3.      Personal Health Services Layer (what the patient DOES): Patients carry out their own administrative and clinical self-service, giving patients the ability to refill chronic prescriptions, get medication and refill reminders. Preliminary studies have shown that using mobile medication reminders improves adherence rates by 80-85%. Patients can e-consult a physician or other medical professional either via 1-on-1 asynchronous platform or for pediatrics, by means of real-time video conference. Currently more than 8,000 synchronous e-Visits are done per month, from more than 900 locations, reducing unnecessary ER visits by 47%.

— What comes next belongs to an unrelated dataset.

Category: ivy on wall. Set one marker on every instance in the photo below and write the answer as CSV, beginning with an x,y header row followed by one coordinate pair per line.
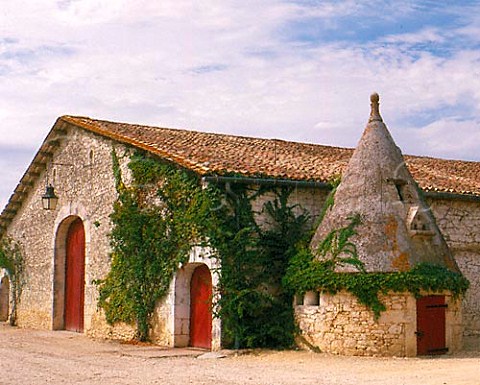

4.      Remote Patient Monitoring Layer (personal metrics the patient MONITORS). This layer takes a proactive approach to health promotion and chronic disease management. Sensor infrastructure, paired with mobile apps and wearable bio-sensors, allow remote physical examination, monitoring and broadcasting of various physiological measurements such as physical activity, food intake and sleep patterns.



5.      Hybrid Layer (Integrating offline and on-line care). The Hybrid layer brings more medical services to patients in their homes. Some examples:



a.      Wireless, vital-sign sensors, transmitting patient data for professional interpretation



b.      Home-lab offering comprehensive lab services (such as blood & urine) at the patient''s home



c.      Interactive digital pillbox, addressing the issue of non-adherence



At Clalit, applying this Hybrid-Health holistic approach yielded a reduction of more than 15,000 hospitalizations days per year (YOY) in a population of 74,000 patients aged 65-85 years old. The direct financial ROI for this layer was around 350%.



The United States has colossal challenges facing its healthcare system. Obamacare provides explicit incentives for health providers to offer eHealth services. Israel’s experience in digital healthcare can be a valuable reference.